Practical implication: Map every AI data flow and output path before deployment, then attach explicit access and validation controls to each stage.
Why AI lifecycle threat modeling changes control design
AI systems evolve after initial deployment because models are retrained, prompts are updated, tools are added, and dependencies change. That makes one-time review inadequate. A lifecycle threat model captures how risk shifts from training to inference and from internal testing to production use. It also helps teams identify where supply chain dependencies, open-source components, or hosted model services create inherited exposure. For identity teams, this matters because AI systems may hold credentials, query sensitive sources, or trigger actions that should be governed as access, not just as application behavior.
Practical implication: Reassess the threat model whenever the model, dataset, prompt set, or connected tools change.
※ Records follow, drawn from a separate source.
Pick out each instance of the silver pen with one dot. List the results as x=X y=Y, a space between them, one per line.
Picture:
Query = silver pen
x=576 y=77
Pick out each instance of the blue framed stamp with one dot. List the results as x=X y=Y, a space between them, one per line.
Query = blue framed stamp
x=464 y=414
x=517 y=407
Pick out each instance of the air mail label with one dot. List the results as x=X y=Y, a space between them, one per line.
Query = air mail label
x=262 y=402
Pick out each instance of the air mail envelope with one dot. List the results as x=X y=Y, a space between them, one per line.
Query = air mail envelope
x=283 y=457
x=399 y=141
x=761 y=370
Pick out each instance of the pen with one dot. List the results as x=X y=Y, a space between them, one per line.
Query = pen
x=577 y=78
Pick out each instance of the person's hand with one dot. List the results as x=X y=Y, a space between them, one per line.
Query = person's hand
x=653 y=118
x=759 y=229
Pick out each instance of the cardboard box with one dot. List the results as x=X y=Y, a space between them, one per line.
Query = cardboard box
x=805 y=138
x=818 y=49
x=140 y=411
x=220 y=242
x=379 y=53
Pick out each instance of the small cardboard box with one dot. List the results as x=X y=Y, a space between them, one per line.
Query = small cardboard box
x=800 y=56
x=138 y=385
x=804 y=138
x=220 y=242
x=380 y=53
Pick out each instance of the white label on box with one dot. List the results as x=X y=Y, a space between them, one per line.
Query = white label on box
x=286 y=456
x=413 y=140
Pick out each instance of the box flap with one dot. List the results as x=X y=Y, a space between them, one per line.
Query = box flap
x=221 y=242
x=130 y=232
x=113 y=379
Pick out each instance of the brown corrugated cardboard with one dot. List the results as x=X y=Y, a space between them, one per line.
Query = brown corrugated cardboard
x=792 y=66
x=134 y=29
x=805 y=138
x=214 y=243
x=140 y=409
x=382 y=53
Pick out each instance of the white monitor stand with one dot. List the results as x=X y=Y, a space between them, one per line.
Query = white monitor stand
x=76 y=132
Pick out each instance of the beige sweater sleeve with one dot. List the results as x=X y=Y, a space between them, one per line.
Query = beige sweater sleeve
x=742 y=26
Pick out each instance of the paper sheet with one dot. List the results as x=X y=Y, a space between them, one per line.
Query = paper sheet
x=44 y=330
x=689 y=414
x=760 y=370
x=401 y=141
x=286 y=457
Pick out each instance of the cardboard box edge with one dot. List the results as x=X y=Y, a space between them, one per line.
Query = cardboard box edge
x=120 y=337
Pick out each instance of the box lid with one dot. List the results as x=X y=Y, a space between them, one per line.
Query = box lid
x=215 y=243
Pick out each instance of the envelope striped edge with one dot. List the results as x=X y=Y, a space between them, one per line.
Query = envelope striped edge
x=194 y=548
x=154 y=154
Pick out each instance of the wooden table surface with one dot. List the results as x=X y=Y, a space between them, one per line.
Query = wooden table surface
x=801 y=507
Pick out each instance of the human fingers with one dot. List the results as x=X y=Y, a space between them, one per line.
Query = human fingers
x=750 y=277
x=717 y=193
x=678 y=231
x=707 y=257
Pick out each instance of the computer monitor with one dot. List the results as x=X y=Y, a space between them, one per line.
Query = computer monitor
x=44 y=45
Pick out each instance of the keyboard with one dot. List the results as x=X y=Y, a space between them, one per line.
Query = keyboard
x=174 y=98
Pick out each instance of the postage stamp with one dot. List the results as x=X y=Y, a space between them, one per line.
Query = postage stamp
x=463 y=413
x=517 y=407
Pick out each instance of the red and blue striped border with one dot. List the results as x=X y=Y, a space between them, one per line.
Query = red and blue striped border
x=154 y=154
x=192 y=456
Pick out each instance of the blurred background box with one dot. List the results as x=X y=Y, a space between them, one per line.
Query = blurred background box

STRIDE and attack trees remain useful when adapted to AI
STRIDE still provides a useful structure if it is applied to AI-specific failure modes. Spoofing can mean impersonating trusted input sources, tampering can mean poisoning training data or prompts, information disclosure can mean leaking sensitive context through generated output, and elevation of privilege can mean an AI workflow reaching systems beyond its intended scope. Attack trees add detail by showing how an attacker can chain prompt manipulation, API abuse, and workflow misuse. The key is to model AI-specific entry points rather than forcing generic software assumptions onto the system.
Practical implication: Use STRIDE and attack trees together to test whether AI controls fail at input, inference, or downstream action stages.
Threat narrative
Attacker objective: The attacker wants to use the AI system as a trusted interface for data exposure, workflow abuse, or decision manipulation.
- Entry occurs when an attacker manipulates AI inputs, abuses exposed AI APIs, or targets a weak trust boundary in the model pipeline.
- Escalation follows when the attacker turns model behavior, output access, or connected workflow permissions into broader data exposure or action abuse.
- Impact is achieved when the AI system leaks sensitive information, generates harmful output, or drives unauthorized downstream decisions.
Breaches seen in the wild
- Cisco DevHub NHI breach — IntelBroker exploited exposed Cisco credentials, API tokens and keys in DevHub.
- DeepSeek breach — DeepSeek breach exposed 1M+ log lines and sensitive secret keys.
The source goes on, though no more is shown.